Process Specific Pages (PDF Only)

处理特定页面（仅PDF支持）

If you only need certain pages from a large PDF, extract them first:

bash

undefined

若仅需从大型PDF中提取部分页面，可先拆分：

bash

undefined

Extract pages 1-5

提取1-5页

python scripts/split_pdf.py large.pdf pages_1_5.pdf --pages "1-5"

Mixed ranges are supported

支持混合范围

python scripts/split_pdf.py large.pdf selected_pages.pdf --pages "1-5,8,10-12"

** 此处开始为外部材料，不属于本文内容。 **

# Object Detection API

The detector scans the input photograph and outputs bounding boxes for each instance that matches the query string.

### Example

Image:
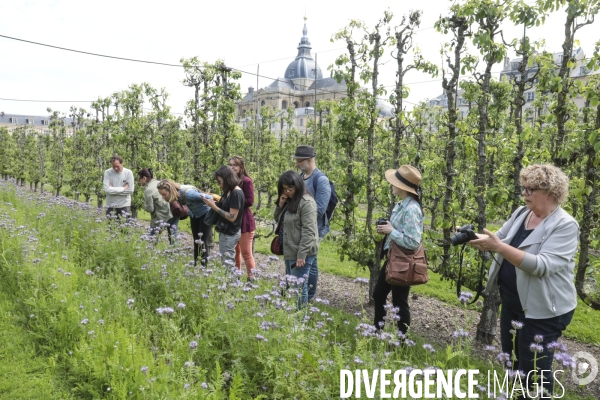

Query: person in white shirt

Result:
[103,155,134,218]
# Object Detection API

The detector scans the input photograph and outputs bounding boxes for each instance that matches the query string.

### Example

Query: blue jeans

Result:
[285,255,317,308]
[308,255,319,301]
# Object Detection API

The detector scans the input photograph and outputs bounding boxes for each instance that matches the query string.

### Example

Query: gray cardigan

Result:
[486,207,579,319]
[274,194,319,260]
[144,179,173,228]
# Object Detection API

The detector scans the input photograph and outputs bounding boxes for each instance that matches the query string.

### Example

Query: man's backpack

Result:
[313,171,338,221]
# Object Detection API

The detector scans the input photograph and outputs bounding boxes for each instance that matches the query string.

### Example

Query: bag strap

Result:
[456,206,527,305]
[181,186,197,204]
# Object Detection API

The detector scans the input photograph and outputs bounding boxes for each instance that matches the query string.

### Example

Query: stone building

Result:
[236,17,392,133]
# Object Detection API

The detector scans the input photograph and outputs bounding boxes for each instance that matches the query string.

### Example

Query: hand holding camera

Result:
[375,218,394,235]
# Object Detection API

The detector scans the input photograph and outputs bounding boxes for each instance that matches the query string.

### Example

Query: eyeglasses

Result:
[521,186,539,196]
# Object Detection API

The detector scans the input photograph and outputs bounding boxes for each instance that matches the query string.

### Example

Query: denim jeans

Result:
[500,299,575,394]
[167,217,179,245]
[219,229,242,268]
[190,214,212,265]
[285,255,317,308]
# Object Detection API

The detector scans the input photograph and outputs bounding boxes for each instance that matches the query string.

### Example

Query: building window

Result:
[527,92,535,103]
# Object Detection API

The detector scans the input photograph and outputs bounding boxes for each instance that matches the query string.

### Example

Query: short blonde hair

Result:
[156,179,181,203]
[519,164,569,204]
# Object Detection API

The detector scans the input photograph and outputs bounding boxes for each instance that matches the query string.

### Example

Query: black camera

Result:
[450,224,477,246]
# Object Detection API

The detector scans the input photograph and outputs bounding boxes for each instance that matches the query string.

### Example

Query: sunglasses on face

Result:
[521,186,539,196]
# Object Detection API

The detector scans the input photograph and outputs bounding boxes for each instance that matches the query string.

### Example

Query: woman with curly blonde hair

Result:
[470,164,579,393]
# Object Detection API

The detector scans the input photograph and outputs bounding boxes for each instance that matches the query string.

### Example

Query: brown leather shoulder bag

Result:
[385,240,429,286]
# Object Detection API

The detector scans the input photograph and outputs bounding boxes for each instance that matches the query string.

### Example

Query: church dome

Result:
[284,18,323,79]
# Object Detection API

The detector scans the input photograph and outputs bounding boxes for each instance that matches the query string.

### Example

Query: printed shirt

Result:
[383,196,423,250]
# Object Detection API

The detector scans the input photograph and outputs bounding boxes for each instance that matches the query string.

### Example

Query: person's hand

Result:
[202,196,217,210]
[468,228,502,252]
[278,194,288,207]
[376,221,394,235]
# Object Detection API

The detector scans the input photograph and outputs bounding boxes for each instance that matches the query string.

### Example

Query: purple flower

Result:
[496,353,510,362]
[423,344,435,353]
[511,321,523,329]
[529,343,544,353]
[458,292,473,304]
[546,342,567,352]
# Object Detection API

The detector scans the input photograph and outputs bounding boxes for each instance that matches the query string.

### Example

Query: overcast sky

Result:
[0,0,600,119]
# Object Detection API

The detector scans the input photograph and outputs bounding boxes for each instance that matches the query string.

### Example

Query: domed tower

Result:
[284,17,323,90]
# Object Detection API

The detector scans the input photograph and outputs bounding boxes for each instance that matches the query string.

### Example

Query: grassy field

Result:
[29,185,600,346]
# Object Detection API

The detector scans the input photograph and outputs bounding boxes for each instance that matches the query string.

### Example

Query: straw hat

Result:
[385,165,421,196]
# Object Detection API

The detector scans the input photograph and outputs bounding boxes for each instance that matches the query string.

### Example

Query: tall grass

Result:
[0,182,592,399]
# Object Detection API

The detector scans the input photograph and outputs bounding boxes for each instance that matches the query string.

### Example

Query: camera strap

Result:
[456,206,527,305]
[456,243,485,305]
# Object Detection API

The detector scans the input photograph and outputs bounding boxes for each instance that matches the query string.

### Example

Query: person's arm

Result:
[388,207,423,250]
[122,171,135,196]
[514,219,579,277]
[102,171,123,195]
[296,197,319,267]
[314,175,331,220]
[144,190,154,214]
[242,177,254,208]
[204,189,244,222]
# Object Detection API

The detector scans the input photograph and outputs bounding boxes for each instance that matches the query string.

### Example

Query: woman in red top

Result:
[229,156,256,280]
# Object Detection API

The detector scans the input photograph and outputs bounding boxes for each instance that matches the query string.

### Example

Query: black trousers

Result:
[190,214,212,265]
[373,261,410,334]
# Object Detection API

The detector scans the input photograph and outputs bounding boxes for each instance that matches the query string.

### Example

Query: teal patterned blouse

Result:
[383,196,423,250]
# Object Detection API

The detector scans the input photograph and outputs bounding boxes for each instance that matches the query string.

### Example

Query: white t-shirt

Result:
[103,168,135,208]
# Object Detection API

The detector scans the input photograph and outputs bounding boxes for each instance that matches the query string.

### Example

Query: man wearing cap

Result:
[293,145,331,300]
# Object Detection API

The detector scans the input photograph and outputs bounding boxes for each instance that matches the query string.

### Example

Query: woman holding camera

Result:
[373,165,423,334]
[138,168,179,244]
[274,171,319,308]
[156,179,212,265]
[469,164,579,391]
[229,156,256,280]
[204,165,244,266]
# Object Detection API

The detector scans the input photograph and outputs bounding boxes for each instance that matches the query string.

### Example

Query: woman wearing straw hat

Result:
[373,165,423,334]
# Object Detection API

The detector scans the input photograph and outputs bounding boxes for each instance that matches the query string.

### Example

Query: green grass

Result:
[28,185,600,346]
[255,209,600,346]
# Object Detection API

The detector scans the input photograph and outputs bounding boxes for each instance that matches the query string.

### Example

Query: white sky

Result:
[0,0,600,115]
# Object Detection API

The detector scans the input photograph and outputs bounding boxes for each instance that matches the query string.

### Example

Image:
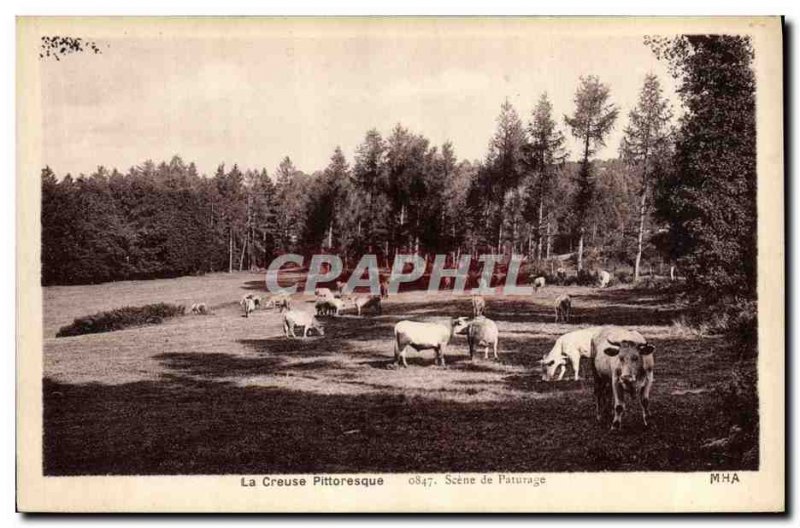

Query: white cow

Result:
[541,326,603,381]
[283,310,325,338]
[453,316,500,359]
[394,321,456,367]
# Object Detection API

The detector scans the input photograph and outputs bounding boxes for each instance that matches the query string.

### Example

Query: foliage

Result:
[56,303,186,337]
[647,35,757,306]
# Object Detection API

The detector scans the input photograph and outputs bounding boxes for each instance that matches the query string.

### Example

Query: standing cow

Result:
[556,293,572,323]
[592,326,655,431]
[453,316,500,359]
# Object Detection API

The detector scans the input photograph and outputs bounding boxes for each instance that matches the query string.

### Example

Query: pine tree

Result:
[564,75,619,271]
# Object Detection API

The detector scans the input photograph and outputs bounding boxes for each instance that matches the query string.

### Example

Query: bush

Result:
[614,270,633,284]
[56,303,186,337]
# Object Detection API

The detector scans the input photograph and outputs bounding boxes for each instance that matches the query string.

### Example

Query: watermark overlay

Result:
[266,253,533,296]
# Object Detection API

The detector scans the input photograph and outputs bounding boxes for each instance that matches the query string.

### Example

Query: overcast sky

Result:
[40,28,677,176]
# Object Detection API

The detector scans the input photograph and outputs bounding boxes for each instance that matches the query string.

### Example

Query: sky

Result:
[40,24,679,176]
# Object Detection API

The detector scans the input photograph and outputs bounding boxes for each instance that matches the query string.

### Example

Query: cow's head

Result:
[603,339,655,386]
[539,355,567,381]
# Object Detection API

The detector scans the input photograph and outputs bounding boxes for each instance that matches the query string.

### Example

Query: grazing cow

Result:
[314,297,344,316]
[592,326,655,431]
[272,293,292,313]
[239,295,256,317]
[190,303,209,315]
[472,295,486,317]
[353,295,383,316]
[453,316,500,359]
[314,288,333,299]
[283,310,325,338]
[394,321,456,367]
[541,326,603,381]
[556,293,572,323]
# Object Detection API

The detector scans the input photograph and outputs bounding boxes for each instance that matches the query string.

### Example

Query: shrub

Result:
[56,303,186,337]
[614,270,633,284]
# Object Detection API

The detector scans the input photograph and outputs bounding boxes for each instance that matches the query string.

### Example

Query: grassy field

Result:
[44,273,758,475]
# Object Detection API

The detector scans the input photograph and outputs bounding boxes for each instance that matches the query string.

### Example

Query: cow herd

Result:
[214,284,654,430]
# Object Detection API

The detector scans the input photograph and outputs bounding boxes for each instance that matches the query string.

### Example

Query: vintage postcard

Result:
[16,17,785,513]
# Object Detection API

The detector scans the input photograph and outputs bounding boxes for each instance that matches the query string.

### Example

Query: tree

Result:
[524,93,567,259]
[564,75,619,271]
[620,74,672,280]
[646,35,758,301]
[486,99,526,253]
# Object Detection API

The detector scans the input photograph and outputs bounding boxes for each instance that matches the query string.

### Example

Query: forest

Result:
[41,35,757,318]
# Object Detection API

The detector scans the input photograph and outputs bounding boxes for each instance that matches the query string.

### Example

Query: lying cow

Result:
[453,317,500,359]
[283,310,325,338]
[394,321,457,367]
[314,297,344,316]
[190,303,209,315]
[353,295,383,316]
[541,326,603,381]
[472,295,486,317]
[592,326,655,430]
[556,293,572,323]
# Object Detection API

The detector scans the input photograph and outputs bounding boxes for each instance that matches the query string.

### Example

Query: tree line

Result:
[41,35,756,310]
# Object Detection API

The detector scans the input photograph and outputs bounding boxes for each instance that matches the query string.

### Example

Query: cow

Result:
[239,295,256,317]
[472,295,486,317]
[272,293,292,313]
[353,295,383,316]
[453,316,500,359]
[381,279,389,299]
[540,326,602,381]
[591,326,655,431]
[394,320,457,367]
[314,288,333,299]
[556,293,572,323]
[190,303,209,315]
[314,297,344,316]
[283,310,325,338]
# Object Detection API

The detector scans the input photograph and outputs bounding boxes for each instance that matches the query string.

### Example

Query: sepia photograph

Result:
[17,17,785,512]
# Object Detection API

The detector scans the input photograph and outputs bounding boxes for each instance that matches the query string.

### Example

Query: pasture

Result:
[43,273,758,475]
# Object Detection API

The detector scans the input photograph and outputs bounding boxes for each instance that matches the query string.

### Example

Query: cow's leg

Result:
[639,373,653,427]
[611,380,625,431]
[570,355,581,381]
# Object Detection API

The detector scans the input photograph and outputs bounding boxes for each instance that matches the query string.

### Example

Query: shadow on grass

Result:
[43,372,757,476]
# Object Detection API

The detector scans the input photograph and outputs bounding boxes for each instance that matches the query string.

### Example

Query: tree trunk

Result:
[239,238,247,271]
[545,220,553,260]
[633,190,647,282]
[228,227,233,273]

Then process the smaller file

然后处理拆分后的小文件

python scripts/vl_caller.py --file-path "pages_1_5.pdf"

undefined

python scripts/vl_caller.py --file-path "pages_1_5.pdf"

undefined

Error Handling

错误处理

Authentication failed (403):

error: Authentication failed

→ Token is invalid, reconfigure with correct credentials

API quota exceeded (429):

error: API quota exceeded

→ Daily API quota exhausted, inform user to wait or upgrade

Unsupported format:

error: Unsupported file format

→ File format not supported, convert to PDF/PNG/JPG

认证失败（403）：

error: Authentication failed

→ 令牌无效، 使用正确凭证重新配置

API配额耗尽（429）：

error: API quota exceeded

→ 每日API配额已用尽，告知用户等待或升级

不支持的格式：

error: Unsupported file format

→ 文件格式不支持，转换为PDF/PNG/JPG格式后重试

Important Notes

重要说明

The script NEVER filters content - It always returns complete data
The AI agent decides what to present - Based on user's specific request
All data is always available - Can be re-interpreted for different needs
No information is lost - Complete document structure preserved

脚本从不过滤内容 - 始终返回完整数据
AI Agent决定展示内容 - 基于用户的具体请求
所有数据始终可用 - 可针对不同需求重新解读
无信息丢失 - 完整保留文档结构

Reference Documentation

参考文档

```
references/output_schema.md
```
- Output format specification

Note: Model version and capabilities are determined by your API endpoint (
PADDLEOCR_DOC_PARSING_API_URL
).

Load these reference documents into context when:

Debugging complex parsing issues
Need to understand output format
Working with provider API details

```
references/output_schema.md
```
- 输出格式规范

注意：模型版本和功能由API端点（
PADDLEOCR_DOC_PARSING_API_URL
）决定

在以下场景中需加载这些参考文档到上下文：

调试复杂解析问题时
需要理解输出格式时
处理服务商API细节时

Testing the Skill

测试该Skill

To verify the skill is working properly:

bash

python scripts/smoke_test.py

This tests configuration and optionally API connectivity.

要验证该Skill是否正常工作：

bash

python scripts/smoke_test.py

该脚本会测试配置情况，可选测试API连通性。